Announcing our HTTP/S Elasticsearch Ingestion Plugin for Integrating with LLMs

AIElasticsearchNewsSemantic Search

May 15, 2024

Adding Content Enrichment to Elasticsearch Pipelines

MC+A is pleased to announce our new HTTP Ingest Plugin for Elasticsearch. Developers working with Elasticsearch know that one of the long missing features in Elasticsearch is the ability to make remote HTTP/S calls to external services. In content ingestion workflows, these external calls are used to perform enrichment tasks and actions such as Named Entity Recognition. With our new plugin, you can now do this from an Elasticsearch Ingest Pipeline.

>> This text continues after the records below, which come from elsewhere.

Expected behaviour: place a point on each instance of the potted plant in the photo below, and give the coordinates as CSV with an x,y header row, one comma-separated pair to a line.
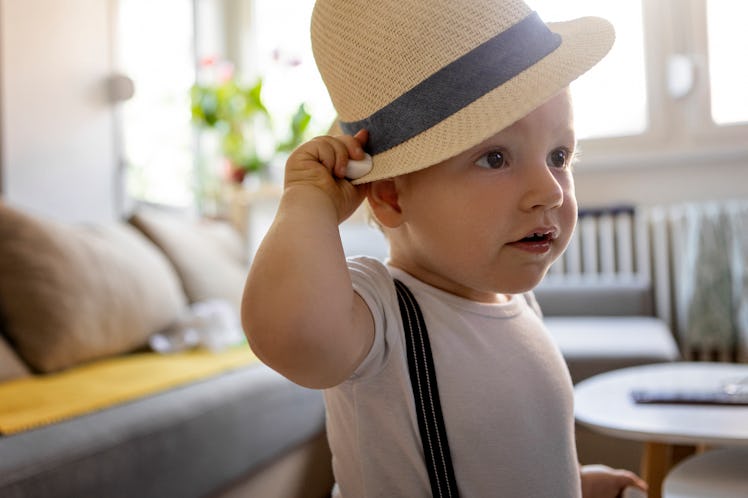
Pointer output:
x,y
239,116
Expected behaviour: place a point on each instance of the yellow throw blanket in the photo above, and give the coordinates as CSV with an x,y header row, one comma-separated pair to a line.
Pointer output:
x,y
34,401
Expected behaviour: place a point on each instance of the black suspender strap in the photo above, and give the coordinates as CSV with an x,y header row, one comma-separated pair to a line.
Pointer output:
x,y
426,394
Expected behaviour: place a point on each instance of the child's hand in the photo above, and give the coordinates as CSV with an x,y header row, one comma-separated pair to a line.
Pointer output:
x,y
600,481
321,164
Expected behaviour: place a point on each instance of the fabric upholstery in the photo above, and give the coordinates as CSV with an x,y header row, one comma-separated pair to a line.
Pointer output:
x,y
75,293
183,443
11,366
597,344
208,255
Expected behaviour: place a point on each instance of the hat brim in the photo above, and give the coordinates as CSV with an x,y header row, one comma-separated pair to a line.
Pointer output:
x,y
584,42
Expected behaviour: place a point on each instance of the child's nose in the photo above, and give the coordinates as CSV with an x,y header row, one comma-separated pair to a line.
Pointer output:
x,y
542,188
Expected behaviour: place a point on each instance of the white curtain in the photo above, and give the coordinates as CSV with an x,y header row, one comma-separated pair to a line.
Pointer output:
x,y
712,278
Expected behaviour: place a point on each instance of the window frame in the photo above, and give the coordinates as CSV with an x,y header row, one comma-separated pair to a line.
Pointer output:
x,y
679,130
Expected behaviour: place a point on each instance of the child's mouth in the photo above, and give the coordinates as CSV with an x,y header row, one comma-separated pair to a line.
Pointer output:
x,y
538,242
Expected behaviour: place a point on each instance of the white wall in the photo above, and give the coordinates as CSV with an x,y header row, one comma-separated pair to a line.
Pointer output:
x,y
662,182
58,130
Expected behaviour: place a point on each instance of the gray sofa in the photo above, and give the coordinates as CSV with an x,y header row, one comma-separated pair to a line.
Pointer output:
x,y
71,296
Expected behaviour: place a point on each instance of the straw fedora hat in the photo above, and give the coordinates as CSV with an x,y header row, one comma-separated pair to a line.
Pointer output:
x,y
431,78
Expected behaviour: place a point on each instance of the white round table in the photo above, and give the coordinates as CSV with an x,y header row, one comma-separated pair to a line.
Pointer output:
x,y
719,473
603,403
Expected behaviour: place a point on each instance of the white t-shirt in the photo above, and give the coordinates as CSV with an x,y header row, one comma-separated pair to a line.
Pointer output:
x,y
505,390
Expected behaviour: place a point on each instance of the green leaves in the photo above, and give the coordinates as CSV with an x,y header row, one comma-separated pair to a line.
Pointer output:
x,y
238,113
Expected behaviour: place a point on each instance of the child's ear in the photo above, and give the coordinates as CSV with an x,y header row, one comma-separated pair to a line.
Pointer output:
x,y
384,202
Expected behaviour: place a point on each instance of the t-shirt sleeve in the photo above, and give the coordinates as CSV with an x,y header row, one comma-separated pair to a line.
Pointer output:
x,y
533,303
373,282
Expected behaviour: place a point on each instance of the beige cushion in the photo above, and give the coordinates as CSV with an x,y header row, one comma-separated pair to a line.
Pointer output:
x,y
11,366
208,255
71,293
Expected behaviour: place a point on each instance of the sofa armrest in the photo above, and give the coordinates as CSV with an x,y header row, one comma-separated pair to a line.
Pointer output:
x,y
595,296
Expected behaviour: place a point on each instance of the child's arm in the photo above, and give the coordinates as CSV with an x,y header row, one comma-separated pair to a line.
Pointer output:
x,y
601,481
299,311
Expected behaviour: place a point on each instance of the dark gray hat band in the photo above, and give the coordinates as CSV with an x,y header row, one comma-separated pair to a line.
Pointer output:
x,y
457,84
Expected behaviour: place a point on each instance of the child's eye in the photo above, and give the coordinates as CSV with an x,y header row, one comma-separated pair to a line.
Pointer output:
x,y
492,160
559,158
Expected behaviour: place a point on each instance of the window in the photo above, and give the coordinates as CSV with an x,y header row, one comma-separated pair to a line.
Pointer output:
x,y
728,73
671,90
155,41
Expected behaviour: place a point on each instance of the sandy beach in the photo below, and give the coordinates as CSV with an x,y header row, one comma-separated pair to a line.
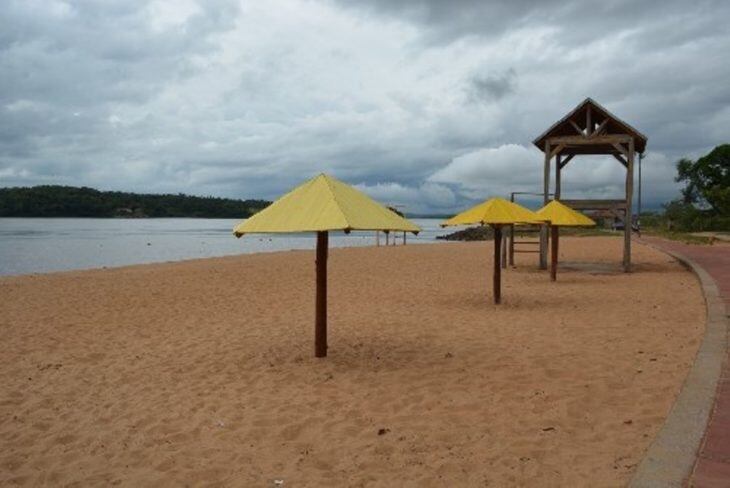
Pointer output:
x,y
202,372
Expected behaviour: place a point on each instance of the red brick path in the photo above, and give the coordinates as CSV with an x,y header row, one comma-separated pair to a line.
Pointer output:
x,y
712,468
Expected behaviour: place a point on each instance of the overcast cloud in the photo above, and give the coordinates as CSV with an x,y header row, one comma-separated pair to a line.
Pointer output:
x,y
427,104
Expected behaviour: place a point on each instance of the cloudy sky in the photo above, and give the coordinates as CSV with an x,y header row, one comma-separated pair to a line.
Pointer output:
x,y
427,104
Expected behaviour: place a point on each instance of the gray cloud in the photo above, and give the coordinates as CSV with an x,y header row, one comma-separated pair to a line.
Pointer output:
x,y
427,104
492,87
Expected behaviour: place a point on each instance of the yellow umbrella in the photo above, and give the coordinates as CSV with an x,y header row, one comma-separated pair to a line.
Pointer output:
x,y
320,205
495,212
560,215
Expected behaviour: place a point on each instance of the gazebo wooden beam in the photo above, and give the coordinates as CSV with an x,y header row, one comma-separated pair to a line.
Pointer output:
x,y
600,128
575,126
609,139
565,162
621,160
557,150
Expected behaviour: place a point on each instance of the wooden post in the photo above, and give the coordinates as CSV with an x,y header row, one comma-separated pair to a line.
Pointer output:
x,y
320,321
546,198
503,253
629,207
497,284
558,169
512,244
554,255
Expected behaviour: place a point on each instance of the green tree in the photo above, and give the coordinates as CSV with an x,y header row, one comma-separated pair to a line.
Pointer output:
x,y
707,180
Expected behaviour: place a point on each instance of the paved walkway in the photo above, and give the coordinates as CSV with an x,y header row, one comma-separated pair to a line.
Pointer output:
x,y
712,468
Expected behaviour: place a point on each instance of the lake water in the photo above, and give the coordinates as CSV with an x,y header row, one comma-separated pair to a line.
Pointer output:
x,y
44,245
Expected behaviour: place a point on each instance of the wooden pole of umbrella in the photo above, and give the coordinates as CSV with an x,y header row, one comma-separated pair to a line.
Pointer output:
x,y
554,237
497,278
320,320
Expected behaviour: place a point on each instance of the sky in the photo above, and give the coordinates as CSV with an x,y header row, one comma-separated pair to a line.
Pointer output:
x,y
427,105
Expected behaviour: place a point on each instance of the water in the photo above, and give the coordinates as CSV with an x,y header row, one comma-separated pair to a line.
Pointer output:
x,y
44,245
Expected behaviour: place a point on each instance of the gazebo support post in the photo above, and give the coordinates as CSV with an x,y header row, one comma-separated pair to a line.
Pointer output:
x,y
628,223
546,200
497,285
555,230
320,321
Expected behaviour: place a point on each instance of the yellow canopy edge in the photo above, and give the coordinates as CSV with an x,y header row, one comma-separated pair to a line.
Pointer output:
x,y
495,211
561,215
320,204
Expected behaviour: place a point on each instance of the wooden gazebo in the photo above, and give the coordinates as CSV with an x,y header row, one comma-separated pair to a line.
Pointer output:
x,y
591,129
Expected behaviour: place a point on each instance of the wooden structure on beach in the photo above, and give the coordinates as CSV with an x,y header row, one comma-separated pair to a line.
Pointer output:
x,y
321,205
496,212
591,129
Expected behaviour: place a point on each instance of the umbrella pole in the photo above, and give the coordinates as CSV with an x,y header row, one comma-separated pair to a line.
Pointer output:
x,y
555,230
497,265
320,321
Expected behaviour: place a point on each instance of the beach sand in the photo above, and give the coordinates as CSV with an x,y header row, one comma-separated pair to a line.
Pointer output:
x,y
202,372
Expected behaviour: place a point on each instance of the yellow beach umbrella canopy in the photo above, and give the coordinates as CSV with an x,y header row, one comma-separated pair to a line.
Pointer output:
x,y
561,215
321,204
495,211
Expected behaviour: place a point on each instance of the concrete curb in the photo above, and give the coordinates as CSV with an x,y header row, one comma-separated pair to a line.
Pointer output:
x,y
672,455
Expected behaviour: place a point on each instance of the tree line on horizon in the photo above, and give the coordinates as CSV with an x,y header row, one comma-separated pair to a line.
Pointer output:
x,y
70,201
705,201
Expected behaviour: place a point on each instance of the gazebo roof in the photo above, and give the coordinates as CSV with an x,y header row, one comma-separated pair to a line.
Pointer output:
x,y
604,122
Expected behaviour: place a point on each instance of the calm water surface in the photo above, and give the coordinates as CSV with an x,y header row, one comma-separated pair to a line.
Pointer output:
x,y
44,245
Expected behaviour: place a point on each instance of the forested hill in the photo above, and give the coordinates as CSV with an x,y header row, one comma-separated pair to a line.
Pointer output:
x,y
69,201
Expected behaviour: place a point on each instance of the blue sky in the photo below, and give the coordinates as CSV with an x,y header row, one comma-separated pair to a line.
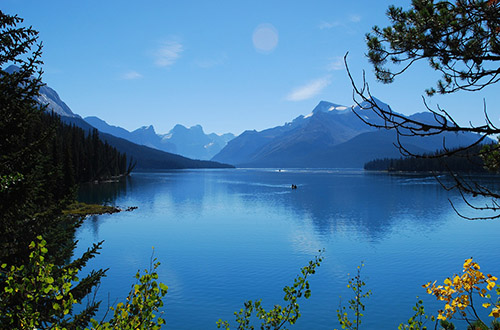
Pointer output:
x,y
227,65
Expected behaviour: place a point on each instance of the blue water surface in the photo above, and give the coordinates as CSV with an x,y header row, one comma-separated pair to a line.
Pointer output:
x,y
227,236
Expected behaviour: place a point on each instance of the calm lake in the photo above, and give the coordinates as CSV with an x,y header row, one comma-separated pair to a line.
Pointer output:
x,y
227,236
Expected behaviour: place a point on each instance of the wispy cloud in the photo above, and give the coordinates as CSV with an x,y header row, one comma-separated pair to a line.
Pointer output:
x,y
336,63
355,18
168,53
131,75
328,25
208,63
309,90
332,24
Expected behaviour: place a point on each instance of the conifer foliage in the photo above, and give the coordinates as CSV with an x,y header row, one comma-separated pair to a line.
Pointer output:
x,y
40,161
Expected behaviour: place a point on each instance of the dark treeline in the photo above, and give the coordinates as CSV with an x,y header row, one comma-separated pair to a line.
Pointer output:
x,y
82,156
42,161
465,161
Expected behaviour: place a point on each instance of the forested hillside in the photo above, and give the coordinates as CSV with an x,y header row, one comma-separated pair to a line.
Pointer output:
x,y
463,161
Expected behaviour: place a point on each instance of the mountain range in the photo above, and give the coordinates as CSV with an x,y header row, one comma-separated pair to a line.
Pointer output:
x,y
331,136
189,142
144,156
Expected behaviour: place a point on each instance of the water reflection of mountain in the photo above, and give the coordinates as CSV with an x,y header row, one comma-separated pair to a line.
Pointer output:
x,y
105,192
332,202
358,203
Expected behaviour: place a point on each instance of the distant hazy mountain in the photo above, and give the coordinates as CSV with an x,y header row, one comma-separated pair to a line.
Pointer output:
x,y
330,136
48,97
146,158
190,142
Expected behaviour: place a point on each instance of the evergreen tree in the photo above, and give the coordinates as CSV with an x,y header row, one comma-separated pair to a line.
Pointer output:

By closing this feature gap in Elasticsearch, our plugin simplifies working with out-of-the-box features, like the web crawler, when using Large Language Models and custom prompts or other external services in an ingestion workflow within an Elasticsearch cluster.

MC+A's innovation in Search (and AI) continues

Earlier this year, MC+A was recognized as a KMWorld 100 companies that matters in Knowledge Management. For the past 8 years, we have integrated AI and Machine Learning into Search Applications and workflows, having built up sets of reference libraries which we are bringing to market to our Trusted Advisor’s clients so they can focus on their use case and not the platform. MC+A continues to develop solutions that bridge the gaps in technologies, whether it is a custom connector to a knowledge repository or a missing piece in a technology stack or pipeline.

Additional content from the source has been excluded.